[guided]The supersolution direction is the subtler half because a lower test function must be compared with an actual minimizing trajectory in the dynamic programming formula. We begin exactly as in the terse proof.
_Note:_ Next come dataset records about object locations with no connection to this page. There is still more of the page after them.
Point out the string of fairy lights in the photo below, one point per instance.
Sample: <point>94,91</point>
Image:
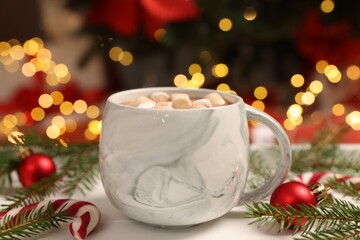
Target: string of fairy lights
<point>32,57</point>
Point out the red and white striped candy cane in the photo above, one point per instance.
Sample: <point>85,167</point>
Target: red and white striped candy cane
<point>86,215</point>
<point>309,178</point>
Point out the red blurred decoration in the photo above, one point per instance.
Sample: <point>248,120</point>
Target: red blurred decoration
<point>126,17</point>
<point>331,42</point>
<point>34,167</point>
<point>293,194</point>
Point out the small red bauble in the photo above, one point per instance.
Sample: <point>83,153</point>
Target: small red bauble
<point>35,167</point>
<point>295,193</point>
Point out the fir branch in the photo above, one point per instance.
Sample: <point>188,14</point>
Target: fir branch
<point>347,188</point>
<point>9,162</point>
<point>80,167</point>
<point>320,221</point>
<point>31,222</point>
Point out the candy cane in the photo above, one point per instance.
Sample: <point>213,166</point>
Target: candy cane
<point>309,178</point>
<point>86,216</point>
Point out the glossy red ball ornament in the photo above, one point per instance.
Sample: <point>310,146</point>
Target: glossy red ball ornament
<point>34,167</point>
<point>295,193</point>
Let $\varphi: (0,\infty)\times \mathbb{R}^n \to \mathbb{R}$ be $C^1$, suppose $u-\varphi$ has a local minimum at $(t_0,x_0)$, and normalize so that $u(t_0,x_0)=\varphi(t_0,x_0)$. We need to show
\begin{align*}
\partial_t \varphi(t_0,x_0) + \frac{1}{2}|\nabla \varphi(t_0,x_0)|^2 \geq 0.
\end{align*}
Fix $h \in (0,t_0)$. The dynamic programming identity says that $u(t_0,x_0)$ is obtained by minimizing over the previous spatial point $z$ at time $t_0-h$. The map $z \mapsto u(t_0-h,z)$ is continuous by the continuity step, and the added quadratic cost is coercive. Since $u$ is bounded by $B$, the whole objective is coercive. Hence the minimum is attained. Choose $z_h \in \mathbb{R}^n$ such that
\begin{align*}
u(t_0,x_0) = u(t_0-h,z_h) + \frac{|x_0-z_h|^2}{2h}.
\end{align*}
The boundedness of $f$ gives $|u| \leq B$, where $B=\|f\|_\infty$. Hence
\begin{align*}
\frac{|x_0-z_h|^2}{2h} = u(t_0,x_0)-u(t_0-h,z_h) \leq 2B.
\end{align*}
This estimate is important: it forces $z_h \to x_0$ as $h \downarrow 0$, so the minimizing point remains inside the neighbourhood where the test function touches $u$ from below.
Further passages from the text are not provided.